The Company Secretary oversees the following functions:

  1. Principal Functions
  2. Corporate Governance
  3. Investor Relations

Principal Functions:
The functions of a Company Secretary include issuance of notices convening meetings: four quarterly Board of Directors meeting, four Audit Committee meetings and one Annual General Meeting. Other principal functions of a Company Secretary include but are not limited to the following:

  1. Co-coordinating Board/Committee meetings and follow-up action thereof.
  2. Preparation of the Board/Committee members’ agenda for the meetings including information updates, background detail explanations of issues to be discussed/reminder of previous discussions at the last meeting.
  3. Maintaining statutory registers in accordance with the provisions of the Companies and Allied Matters Act (CAMA). Such Registers include the Register of members, Register of Directors and Secretaries and any change thereof, Register of Interest and Shares, Register of Directors Shareholding.
  4. Make statutory returns to the Nigerian Stock Exchange (NSE), Securities and Exchange Commission (SEC) and the Corporate and Affairs Commission (CAC).

Corporate Governance:
The Board is required to play an active role in directing the organization. Although they may not be playing an active role in the daily operational issues, the Board is expected to be vigilant in ensuring that management is implementing the direction of the Board. It is the function of the Company Secretary amongst other things to:

  1. Ensure the development of compliance with and periodic review of the company’s governance policies and practices.
  2. Ensures that the Company discloses material information on a timely basis and in a transparent manner.
  3. Supports the Board of Directors by organizing Board meetings.

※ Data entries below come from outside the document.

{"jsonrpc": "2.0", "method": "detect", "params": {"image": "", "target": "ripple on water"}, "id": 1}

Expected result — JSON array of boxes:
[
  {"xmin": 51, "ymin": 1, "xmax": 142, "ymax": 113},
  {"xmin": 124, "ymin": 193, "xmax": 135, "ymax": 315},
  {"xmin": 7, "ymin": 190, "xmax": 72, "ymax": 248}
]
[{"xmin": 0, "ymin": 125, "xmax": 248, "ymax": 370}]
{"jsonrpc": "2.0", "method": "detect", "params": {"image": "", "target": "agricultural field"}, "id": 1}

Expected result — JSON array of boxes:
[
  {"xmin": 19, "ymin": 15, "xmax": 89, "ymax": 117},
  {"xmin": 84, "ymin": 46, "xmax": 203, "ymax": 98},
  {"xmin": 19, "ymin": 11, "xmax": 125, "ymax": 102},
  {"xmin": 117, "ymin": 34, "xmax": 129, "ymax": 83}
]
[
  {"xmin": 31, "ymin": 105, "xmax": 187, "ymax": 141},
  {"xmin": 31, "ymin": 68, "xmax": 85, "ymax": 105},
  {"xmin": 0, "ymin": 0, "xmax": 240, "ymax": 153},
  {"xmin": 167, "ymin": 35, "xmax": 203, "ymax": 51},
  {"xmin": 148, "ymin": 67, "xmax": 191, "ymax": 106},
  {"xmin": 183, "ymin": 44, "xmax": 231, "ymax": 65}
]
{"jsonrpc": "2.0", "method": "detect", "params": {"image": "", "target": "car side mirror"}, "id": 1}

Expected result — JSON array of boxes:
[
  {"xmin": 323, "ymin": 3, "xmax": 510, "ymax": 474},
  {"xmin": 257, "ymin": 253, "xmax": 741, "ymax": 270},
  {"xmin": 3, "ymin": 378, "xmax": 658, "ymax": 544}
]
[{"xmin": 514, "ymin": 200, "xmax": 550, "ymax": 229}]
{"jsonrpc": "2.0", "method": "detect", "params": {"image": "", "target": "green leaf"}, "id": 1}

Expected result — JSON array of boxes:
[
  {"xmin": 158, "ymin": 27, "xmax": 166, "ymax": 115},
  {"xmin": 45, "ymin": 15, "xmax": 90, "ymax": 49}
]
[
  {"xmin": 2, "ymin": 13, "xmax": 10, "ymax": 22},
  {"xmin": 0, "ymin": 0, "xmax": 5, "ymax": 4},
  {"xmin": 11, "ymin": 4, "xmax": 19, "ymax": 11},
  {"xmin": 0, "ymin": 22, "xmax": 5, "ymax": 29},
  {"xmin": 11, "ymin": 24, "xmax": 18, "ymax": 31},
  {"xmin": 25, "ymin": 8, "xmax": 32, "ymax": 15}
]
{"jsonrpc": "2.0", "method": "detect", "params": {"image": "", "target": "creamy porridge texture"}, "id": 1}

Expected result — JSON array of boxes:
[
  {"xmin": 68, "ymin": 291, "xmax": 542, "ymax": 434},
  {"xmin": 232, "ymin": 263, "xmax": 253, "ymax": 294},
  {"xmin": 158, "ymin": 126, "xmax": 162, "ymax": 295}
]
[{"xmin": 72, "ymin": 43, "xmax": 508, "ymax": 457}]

Channeling information to and from the Board and advising on Corporate Governance.
  4. Protects shareholders rights by organizing a proper GMS, liaising during control transactions and helping to resolve corporate conflicts.
  5. Resolves organizational maters for Board Meetings.
  6. Explains the procedural requirements of laws the charter and by-laws of the Company within the scope of its authority.
  7. Conducts induction training for newly elected directors.
  8. Assist directors in accessing information and familiarizes them in corporate documentation.

Investor Relations:
These functions include but are not limited to:

  1. Ensure in conjunction with the Company’s registrars that shareholders accounts are regularly updated.
  2. Liaising with the company registrars in the registration and transfer of company shares.
  3. Prompt response to letters and correspondences received from shareholders and investors.
  4. Presentation of shareholders complaints to company registrar and ensuring that complaints are resolved timeously.
  5. Ensure prompt payment of Shareholders unclaimed dividend.
  6. Advising the Board on investor’s related issues.